A long time ago, when we first moved to LA I worked the overnight at PIX a rental place that was open 24/7. When I would show up at 10pm it would be obvious that Annie was in town as most of the Profoto and R767 gear was gone and there was a 10 foot long rental printout on the counter. I was always glad I didn't need to check all that stuff back in!
I asked her assistant why they need so much stuff, and he said they set up about 6-8 places to shoot to optimize the time the subject is on set. And they needed backups of backups for everythingb
if/when it breaks.

With respect to the author, this article feels like it’s 10 years old. While the observations may continue to be true, especially reference to the old man, the topic has moved on. See LinkedIn etc, photography is no different than other industries (on this topic)

I also disagree with ‘positive discrimination’ such as ‘platform for female photographers designed to exchange ideas and advance careers.’

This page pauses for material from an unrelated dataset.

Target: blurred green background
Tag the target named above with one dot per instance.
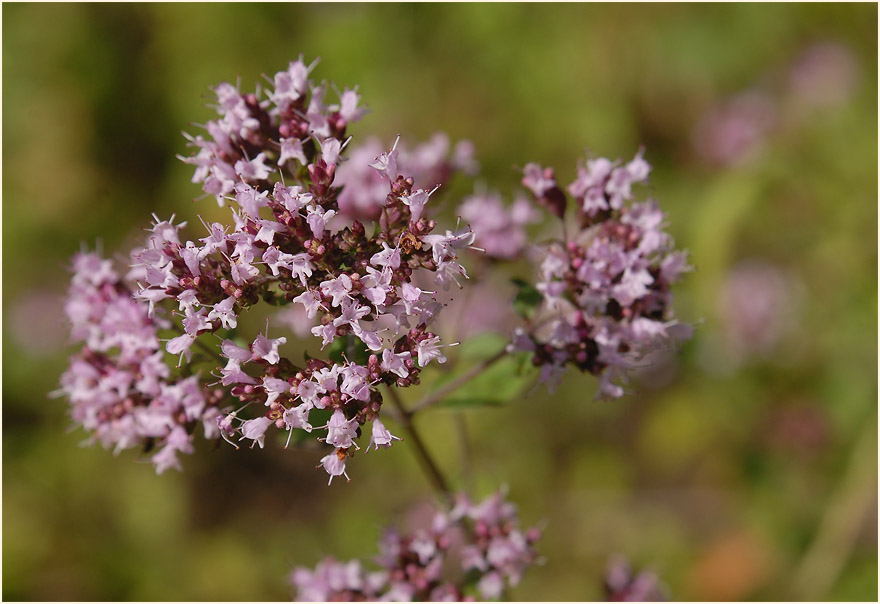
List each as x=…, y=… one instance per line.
x=743, y=468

This attitude of separation to create equality is just as damaging as current generations of men continuing to treat women as less than equal.

If FStoppers really wants to contribute to changing attitudes, why don’t you challenge the huge amount of poor portraits that get high ratings because the female model is being overly objectified?

For example, the current community challenge on ‘strength’. Number of poorly lite models, with very tight pants on and is suggestively bent over.

It’s boring, insulting and childish and puts me off entering competitions.